Review β€” Auth expansion Phase 1 (feature/auth-expansion-phase1) ​

Date: 2026-07-15 Β· Scope: master (9dfa444)..HEAD β€” 25 commits Spec: docs/superpowers/specs/2026-07-14-auth-expansion-design.md Β· Plan: docs/superpowers/plans/2026-07-14-auth-expansion-phase1.md Β· Tracker: docs/tracking/auth-expansion-phase1.mdProcess: subagent-driven execution β€” fresh implementer per task, per-task spec+quality review, adversarial final whole-branch review, fix rounds re-reviewed.

Deterministic gate ​

CheckResult
nx lint/test/build webβœ… green
nx test web --configuration=coverageβœ… 83.95% lines (baseline 83.83%)
nx lint/test/build api (live-DB router tests incl. new fail-closed cases)βœ… green
nx e2e web-e2e (live stack: signupβ†’mailβ†’verifyβ†’pending, member sign-in, full reset)βœ… 5/5
nx lint web-e2eβœ… green
Live RLS probe (psql, JWT claims)βœ… Pending = 0 rows on member tables; member = full read

Findings and resolutions ​

πŸ”΄ Blocking β€” all fixed before this record ​

  1. Pending users could reach member data via the Go API's non-CRUD routes (router.go — pulse/okrs/skills/votes/notifications mounted with only RequireAuth; services query as table owner, bypassing RLS). A self-served Pending JWT could read GET /pulse/:id/results (aggregate member sentiment), write pulse responses/OKRs/skills. → Fixed (db107fe): member-role RequireRole group on those five mounts; /me and admins unchanged by design. Fail-closed tests: Pending→403, no-claim→401, member→200 on /pulse/active and /okrs.
  2. (found mid-branch, Task 14) The new is_member() restrictive RLS silently emptied all CRUD reads through the API β€” the engine's RLS context carried only sub, not membership_role. β†’ Fixed (8f512f1): verified JWT claim threaded into the same request.jwt.claims GUC, default Pending (fail closed), regression tests for explicit-Pending and empty-claim callers (proven load-bearing by reverting the fix).

🟑 Should-fix β€” all fixed before this record ​

  1. memberGuard failed open on a null role (profile fetch failure β‡’ full member access). β†’ fail-closed: null role parks on /pending (35f3225).
  2. Spec Β§4.3 drift: signed-in users weren't redirected off /login, /signup, /reset-password. β†’ authPagesGuard added (not on /reset-password/update β€” recovery links must reach the form).
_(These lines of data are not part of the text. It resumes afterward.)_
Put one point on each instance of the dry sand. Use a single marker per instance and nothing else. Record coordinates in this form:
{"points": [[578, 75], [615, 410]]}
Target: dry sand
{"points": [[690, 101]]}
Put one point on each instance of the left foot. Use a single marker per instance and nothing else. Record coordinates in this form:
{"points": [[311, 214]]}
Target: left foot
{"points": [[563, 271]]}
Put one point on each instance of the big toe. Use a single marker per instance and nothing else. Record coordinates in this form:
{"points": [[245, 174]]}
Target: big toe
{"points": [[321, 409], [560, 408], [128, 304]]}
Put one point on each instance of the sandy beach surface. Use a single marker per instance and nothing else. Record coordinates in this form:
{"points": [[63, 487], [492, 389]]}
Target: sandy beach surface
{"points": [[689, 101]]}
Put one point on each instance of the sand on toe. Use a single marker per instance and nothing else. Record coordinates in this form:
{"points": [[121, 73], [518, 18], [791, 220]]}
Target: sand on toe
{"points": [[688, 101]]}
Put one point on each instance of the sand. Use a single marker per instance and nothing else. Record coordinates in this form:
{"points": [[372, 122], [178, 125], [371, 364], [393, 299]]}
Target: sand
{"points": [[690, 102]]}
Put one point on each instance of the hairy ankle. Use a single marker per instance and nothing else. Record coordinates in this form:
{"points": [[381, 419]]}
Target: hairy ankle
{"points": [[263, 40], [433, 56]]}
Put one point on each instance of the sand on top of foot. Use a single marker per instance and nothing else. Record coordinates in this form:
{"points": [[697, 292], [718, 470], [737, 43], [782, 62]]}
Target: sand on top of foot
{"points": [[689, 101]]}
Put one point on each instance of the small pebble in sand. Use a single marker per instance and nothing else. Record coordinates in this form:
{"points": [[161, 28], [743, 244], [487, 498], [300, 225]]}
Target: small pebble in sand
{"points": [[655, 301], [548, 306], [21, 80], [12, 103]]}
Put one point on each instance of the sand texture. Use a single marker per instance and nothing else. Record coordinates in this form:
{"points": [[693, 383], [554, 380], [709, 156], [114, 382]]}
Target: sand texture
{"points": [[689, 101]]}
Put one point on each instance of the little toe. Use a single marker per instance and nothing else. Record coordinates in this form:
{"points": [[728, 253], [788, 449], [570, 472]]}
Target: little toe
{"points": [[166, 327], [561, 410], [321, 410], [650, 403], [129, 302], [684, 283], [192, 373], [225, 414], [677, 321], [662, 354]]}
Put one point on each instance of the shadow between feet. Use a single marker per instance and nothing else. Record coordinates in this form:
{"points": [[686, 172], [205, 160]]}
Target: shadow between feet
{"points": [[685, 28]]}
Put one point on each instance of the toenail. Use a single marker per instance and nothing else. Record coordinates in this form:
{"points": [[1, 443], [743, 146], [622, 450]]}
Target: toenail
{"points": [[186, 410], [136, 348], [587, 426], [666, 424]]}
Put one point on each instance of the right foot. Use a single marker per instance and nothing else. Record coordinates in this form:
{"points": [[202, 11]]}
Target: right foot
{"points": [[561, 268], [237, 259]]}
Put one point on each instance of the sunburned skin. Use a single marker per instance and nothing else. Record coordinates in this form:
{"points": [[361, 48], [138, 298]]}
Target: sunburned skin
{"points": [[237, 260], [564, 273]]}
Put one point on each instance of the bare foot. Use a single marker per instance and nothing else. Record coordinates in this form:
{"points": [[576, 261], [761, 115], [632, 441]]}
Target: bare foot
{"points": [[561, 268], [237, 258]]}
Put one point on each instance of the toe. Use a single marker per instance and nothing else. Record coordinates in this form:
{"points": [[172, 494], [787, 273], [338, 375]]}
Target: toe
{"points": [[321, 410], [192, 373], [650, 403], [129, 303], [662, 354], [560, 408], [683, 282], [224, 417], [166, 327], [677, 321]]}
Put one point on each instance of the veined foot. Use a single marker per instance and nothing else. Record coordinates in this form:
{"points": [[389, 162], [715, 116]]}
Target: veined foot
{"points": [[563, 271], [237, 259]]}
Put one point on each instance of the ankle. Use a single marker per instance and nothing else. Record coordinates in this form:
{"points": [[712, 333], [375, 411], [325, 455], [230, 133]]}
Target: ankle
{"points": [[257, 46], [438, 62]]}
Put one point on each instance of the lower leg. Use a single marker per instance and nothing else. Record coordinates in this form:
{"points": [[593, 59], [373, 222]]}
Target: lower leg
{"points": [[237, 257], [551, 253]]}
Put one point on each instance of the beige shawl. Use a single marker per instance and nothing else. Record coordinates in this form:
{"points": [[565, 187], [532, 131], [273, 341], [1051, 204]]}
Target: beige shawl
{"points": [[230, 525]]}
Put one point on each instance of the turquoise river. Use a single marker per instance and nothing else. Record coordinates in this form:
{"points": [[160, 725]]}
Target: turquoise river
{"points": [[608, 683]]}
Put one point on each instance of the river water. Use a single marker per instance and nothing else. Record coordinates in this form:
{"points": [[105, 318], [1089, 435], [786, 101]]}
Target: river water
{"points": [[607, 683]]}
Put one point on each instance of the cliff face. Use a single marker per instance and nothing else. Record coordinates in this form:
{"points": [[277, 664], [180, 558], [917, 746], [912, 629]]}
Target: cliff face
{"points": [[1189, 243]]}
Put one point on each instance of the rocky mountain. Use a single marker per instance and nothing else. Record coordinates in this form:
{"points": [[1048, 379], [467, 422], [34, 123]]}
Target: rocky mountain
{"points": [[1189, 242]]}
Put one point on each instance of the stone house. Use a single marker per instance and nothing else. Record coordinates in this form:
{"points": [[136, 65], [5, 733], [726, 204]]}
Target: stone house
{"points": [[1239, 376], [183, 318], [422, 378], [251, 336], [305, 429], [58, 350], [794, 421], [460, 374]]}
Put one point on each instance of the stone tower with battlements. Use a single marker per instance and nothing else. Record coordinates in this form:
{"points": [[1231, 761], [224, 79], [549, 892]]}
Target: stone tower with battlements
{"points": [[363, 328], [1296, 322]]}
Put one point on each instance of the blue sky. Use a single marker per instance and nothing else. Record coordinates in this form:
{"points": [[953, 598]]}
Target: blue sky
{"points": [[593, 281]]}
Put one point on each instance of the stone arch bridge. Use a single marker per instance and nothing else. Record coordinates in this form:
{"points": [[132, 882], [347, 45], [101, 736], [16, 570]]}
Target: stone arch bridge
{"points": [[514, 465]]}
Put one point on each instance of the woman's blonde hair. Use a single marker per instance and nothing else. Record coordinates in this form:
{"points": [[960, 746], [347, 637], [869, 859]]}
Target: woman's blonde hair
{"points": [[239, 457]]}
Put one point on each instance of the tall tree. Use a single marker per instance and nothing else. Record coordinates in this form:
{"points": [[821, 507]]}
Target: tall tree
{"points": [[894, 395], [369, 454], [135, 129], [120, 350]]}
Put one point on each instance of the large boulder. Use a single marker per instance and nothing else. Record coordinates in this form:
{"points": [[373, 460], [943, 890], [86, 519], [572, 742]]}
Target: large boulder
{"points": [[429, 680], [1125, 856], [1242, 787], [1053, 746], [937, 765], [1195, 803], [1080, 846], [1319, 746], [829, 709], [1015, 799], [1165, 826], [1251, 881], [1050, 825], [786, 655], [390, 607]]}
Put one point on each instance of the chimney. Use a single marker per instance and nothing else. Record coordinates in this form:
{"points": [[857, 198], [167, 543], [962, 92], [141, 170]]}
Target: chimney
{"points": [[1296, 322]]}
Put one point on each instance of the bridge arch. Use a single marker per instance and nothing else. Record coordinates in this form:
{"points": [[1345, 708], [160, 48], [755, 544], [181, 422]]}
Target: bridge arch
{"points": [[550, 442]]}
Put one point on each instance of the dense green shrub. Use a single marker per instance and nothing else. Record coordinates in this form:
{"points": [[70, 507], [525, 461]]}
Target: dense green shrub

Redirect-graph traced across all roleΓ—MFA states: no cycles, ≀2 hops.
  3. MFA was advisory (URL-bar bypass during the challenge). β†’ client-side AAL enforcement in authGuard/memberGuard via AuthService.mfaSatisfied(); /login?mfa=1 shows the challenge panel directly. Server-side AAL is NOT enforced (API/RLS ignore aal) β€” recorded as an explicit Phase 2 gap in the tracker.
  4. docs/auth-setup.md still documented the Workspace domain gate. β†’ rewritten (External consent screen, no hd, Pending profiles, GitHub OAuth app setup, email confirmations).
  5. Task-7/8/12 per-task review rounds: login a11y labels + submit re-entrancy; signup resend silent-failure; MFA QR returned unusable raw SVG (now a proper data:image/svg+xml URI) and silent factor-removal failures. All fixed and re-reviewed in their rounds.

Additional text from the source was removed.